Dolphins: Brian Flores
If this is going to be Chris Grier's show down there, and ownership is truly trying to finally prioritize cohesion and unity, then this is the guy. Grier comes from the Patriots, and the Dolphins need to get a defensive backbone in place. It's time to raid New England in hopes of one day having someone else actually win the AFC East.

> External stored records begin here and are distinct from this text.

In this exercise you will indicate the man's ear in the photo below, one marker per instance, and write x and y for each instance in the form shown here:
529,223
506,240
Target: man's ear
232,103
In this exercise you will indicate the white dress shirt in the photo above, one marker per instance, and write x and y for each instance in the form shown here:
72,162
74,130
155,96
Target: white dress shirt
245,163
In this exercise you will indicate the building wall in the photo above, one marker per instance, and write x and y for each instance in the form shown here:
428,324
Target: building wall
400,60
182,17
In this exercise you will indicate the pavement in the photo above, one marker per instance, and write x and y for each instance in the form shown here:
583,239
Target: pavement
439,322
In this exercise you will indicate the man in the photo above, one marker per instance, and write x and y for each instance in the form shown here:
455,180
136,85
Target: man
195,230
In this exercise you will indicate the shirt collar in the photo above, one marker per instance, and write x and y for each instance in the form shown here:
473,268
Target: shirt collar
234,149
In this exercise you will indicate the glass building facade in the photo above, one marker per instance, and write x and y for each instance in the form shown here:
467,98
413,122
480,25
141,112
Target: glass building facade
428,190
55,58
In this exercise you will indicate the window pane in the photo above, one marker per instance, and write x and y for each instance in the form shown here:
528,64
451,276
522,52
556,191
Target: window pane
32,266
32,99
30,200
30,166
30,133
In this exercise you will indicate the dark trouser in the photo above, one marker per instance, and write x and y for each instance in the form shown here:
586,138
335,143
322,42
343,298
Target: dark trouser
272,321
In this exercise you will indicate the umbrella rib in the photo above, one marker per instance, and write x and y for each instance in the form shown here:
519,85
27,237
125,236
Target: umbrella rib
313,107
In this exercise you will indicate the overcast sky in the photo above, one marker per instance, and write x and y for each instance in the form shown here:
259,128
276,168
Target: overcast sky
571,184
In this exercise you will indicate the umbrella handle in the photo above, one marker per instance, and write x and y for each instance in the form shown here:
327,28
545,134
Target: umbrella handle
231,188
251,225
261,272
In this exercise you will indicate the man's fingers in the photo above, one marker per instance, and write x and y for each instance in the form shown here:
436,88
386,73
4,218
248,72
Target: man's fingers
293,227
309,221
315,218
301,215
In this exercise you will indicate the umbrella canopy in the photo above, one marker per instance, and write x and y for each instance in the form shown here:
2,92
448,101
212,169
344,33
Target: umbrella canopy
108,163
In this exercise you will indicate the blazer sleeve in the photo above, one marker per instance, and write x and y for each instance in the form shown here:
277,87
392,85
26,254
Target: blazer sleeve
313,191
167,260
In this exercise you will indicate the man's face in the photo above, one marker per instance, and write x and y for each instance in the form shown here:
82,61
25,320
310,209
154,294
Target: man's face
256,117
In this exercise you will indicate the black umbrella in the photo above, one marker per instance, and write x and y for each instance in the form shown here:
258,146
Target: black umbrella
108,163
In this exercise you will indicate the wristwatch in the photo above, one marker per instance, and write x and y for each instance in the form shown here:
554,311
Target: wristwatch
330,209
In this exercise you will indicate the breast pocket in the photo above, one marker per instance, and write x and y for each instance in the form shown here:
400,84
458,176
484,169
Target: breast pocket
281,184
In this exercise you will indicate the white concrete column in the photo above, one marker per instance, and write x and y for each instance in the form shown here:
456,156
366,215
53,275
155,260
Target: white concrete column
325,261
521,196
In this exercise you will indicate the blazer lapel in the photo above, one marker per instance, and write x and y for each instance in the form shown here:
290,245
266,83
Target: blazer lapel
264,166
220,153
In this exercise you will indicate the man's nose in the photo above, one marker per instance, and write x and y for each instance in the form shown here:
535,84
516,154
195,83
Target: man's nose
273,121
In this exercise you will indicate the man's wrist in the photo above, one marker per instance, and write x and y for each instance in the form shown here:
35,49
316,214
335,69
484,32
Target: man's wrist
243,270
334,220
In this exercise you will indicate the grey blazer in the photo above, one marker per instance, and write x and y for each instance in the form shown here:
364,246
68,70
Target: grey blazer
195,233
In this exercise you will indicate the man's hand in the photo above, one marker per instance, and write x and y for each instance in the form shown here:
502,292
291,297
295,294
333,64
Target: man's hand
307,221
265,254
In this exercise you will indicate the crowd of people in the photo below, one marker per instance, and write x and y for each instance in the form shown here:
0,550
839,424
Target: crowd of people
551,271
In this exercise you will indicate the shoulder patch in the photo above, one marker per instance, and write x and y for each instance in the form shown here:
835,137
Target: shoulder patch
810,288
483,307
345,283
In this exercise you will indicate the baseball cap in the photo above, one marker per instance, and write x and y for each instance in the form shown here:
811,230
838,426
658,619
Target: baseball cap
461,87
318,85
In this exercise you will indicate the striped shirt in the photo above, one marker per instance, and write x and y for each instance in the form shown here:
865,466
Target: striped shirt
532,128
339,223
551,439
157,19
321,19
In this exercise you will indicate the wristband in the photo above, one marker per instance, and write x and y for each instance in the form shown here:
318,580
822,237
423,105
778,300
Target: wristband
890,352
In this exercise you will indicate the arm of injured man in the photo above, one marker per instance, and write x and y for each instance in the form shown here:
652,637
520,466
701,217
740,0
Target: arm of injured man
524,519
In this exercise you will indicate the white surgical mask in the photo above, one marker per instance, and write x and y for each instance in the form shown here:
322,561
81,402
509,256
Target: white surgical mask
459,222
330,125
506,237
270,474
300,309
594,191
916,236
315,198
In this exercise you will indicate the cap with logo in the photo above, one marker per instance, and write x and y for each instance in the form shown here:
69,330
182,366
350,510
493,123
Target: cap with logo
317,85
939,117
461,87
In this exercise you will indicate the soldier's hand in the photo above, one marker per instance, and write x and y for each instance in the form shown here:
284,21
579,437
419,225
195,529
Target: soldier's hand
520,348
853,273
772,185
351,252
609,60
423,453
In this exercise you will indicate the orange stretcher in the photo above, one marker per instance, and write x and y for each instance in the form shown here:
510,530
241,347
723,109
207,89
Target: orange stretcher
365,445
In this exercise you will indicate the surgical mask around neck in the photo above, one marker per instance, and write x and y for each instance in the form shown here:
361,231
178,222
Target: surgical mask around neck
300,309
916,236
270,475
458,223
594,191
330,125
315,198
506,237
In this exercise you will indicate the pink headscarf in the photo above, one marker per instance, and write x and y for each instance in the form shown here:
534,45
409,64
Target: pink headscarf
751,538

Buccaneers: John Harbaugh (trade)
The Bucs have not made a splashy hire since they traded for Jon Gruden way back when. This ownership is up to something, and has a trick up its sleeve. The Bucs have been very slow to put in many interview requests, and some think they are stalling to see what happens in Baltimore. And they should be. They failed to get Chip Kelly or Gruden, again, a year ago. They can't do another Raheem Morris or Greg Schiano or Lovie Smith orDirk Koetter hire now. The stated desire to keep Jameis Winston and the existing front office would be an issue if they did make this pursuit, but then again, you don't try something this big without being willing to make massive changes to see it through. I'd offer two second-round picks the moment the Ravens' season ends -- especially if that comes Sunday -- and I'd offer Harbaugh $11 million per year with the ability to evaluate the entire team, including the quarterback. And if ownership is truly committed to Winston, then I'd be all-in on a college guy, like Kirby Smart, who comes from the same coaching tree as Jimbo Fisher, Winston's college coach, and who might best be able to make this thing work long-term.
Bengals: Eric Bieniemy
Bieniemy was a popular player for the Bengals and Mike Brown loves staying within that family tree. After 16 years of Marvin Lewis, I am looking for younger, fresher ideas and the Andy Reid coaching tree has sprouted some very fruitful coaches. If you think Hue Jackson is good for Andy Dalton, keep him around as a QB coach or whatever. Vance Joseph returning as a defensive coordinator would make sense, too.
Cardinals: Zac Taylor
The owner already aimed big by offering the keys to the kingdom to Mike McCarthy. He said no, and this was already a very tough job to fill a year ago (Munchak, for starters, walked away from it). Josh Rosen will scare some coaches, the roster is not good and they went 3-13 for reasons that went beyond just Steve Wilks. Go get Taylor, Sean McVay's most trusted assistant from division-rival Los Angeles. Let him bring his father-in-law, former NFL head coach Mike Sherman, to help him on offense and pair him with a super-experienced former NFL head coach as the defensive coordinator (Chuck Pagano? Jack Del Rio?). Sound familiar? First-round draft pick QB, coming of a difficult rookie season being coached by a staff that seemed over its head that season, who ends up flourishing in Year 2 in the perfect scheme? Oh yeah, McVay to the Rams in 2017, with Wade Phillips as the DC. Happened right in front of Cardinals ownership's eyes in that division.